New York. Am 17. Dezember 2017 war es soweit: Der Bitcoin-Preis kratzte auf einigen Online-Börsen an der magischen Marke von 20.000 US-Dollar. Der Hype um digitale Währungen erreichte mit diesem Rekordstand einen neuen Höhepunkt. Auch einige Finanzanalysten ließen sich vom Krypto-Fieber anstecken und prognostizierten, dass die rasante Kursrally erst der Anfang sei. Die Euphorie verflog jedoch rasch, ein Jahr später steht der Bitcoin-Preis bei rund 3.400 Dollar (2.990 Euro) - der Kurs hat mehr als 80 Prozent eingebüßt.

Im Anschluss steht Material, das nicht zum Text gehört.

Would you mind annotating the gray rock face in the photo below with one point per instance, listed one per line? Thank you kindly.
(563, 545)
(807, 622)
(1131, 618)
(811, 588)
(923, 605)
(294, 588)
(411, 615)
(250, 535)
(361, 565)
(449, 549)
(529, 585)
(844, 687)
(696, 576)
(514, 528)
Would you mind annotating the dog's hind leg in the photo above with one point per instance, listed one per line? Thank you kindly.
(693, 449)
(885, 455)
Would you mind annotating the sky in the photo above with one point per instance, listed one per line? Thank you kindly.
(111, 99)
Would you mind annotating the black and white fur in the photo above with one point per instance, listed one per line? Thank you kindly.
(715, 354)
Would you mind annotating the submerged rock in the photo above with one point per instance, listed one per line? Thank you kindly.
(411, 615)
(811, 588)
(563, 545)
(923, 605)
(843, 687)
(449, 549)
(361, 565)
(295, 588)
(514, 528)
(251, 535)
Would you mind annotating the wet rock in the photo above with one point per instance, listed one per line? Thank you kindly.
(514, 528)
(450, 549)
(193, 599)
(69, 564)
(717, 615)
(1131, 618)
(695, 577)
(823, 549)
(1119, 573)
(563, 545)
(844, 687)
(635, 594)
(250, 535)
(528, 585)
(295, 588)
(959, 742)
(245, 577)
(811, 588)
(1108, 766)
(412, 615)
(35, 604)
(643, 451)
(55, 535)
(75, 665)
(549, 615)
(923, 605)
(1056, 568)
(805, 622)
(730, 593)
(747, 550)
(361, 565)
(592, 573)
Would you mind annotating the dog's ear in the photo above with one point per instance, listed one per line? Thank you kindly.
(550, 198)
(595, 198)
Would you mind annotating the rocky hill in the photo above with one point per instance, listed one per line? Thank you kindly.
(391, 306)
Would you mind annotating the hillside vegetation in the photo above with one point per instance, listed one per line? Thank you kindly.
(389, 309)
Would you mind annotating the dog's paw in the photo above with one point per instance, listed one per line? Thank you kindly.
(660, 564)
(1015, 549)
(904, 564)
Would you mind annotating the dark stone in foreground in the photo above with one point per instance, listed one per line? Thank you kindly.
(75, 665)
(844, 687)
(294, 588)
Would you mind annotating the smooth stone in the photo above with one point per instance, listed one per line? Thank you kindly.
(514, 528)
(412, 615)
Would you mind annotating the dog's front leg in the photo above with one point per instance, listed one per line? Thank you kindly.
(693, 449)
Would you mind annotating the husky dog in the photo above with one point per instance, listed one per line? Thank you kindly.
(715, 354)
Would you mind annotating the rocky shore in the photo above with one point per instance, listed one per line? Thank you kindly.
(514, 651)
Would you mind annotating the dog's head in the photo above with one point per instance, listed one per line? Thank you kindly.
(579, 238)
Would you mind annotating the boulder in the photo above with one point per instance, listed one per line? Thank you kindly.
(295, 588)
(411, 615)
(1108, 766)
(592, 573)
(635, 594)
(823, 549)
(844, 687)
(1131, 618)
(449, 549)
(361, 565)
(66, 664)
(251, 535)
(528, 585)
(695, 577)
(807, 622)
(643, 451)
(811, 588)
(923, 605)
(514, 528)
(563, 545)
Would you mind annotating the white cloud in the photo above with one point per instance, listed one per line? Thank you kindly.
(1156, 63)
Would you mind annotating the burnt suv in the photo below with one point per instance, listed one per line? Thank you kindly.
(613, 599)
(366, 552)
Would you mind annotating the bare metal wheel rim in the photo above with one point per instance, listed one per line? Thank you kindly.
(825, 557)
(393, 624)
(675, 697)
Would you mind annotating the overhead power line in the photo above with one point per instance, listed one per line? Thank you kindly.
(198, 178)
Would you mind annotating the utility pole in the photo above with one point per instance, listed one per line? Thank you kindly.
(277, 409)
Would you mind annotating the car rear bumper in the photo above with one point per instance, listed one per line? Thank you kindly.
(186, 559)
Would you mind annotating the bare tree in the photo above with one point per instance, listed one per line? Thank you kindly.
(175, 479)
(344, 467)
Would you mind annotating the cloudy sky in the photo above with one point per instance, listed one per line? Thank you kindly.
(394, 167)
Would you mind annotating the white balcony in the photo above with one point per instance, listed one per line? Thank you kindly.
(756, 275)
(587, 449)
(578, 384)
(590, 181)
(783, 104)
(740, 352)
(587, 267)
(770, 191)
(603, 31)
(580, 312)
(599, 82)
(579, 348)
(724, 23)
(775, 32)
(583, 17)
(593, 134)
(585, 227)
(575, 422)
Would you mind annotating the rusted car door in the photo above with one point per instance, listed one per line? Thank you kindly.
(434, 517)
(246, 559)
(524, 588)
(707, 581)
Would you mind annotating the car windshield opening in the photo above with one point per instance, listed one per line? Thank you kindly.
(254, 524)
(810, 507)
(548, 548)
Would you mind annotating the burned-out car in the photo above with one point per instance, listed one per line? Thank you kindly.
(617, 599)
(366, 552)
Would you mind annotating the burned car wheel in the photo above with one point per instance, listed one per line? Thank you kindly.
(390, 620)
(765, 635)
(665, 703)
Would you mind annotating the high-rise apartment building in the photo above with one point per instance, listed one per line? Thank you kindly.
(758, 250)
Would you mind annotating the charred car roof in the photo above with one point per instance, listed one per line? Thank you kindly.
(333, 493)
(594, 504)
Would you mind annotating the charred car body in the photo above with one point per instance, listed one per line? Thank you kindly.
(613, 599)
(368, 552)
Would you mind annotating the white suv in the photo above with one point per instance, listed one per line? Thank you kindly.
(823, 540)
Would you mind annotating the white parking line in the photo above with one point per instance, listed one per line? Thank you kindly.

Für US-Starökonom Nouriel Roubini ist damit nicht weniger als die "größte Blase der Menschheitsgeschichte" geplatzt. Die Übertreibungen seien schlimmer als bei Hollands Tulpenmanie im 17. Jahrhundert und jedem anderen Spekulationscrash, der je zuvor an den Finanzmärkten stattfand. Roubini, der die Finanzkrise von 2008 vorhersagte und wegen seiner generell oft pessimistischen Vorhersagen auch "Dr. Doom" genannt wird, bezeichnet Bitcoin als "Mutter aller Betrügereien".

Schon oft totgesagt

Fest steht, dass viele, die auf dem Höhepunkt des Bitcoin-Booms in digitale Währungen investierten, es heute bitter bereuen. Ob man Kryptowährungen deshalb ganz abschreiben sollte, steht auf einem anderen Blatt. Die Bitcoin-Geschichte ist geprägt von extremen Aufs und Abs. Totgesagt wurde das 2009 als Idee von freiem Geld, das keiner Kontrolle von Staaten und Banken unterliegt, entstandene Projekt schon ein paar Mal zuvor.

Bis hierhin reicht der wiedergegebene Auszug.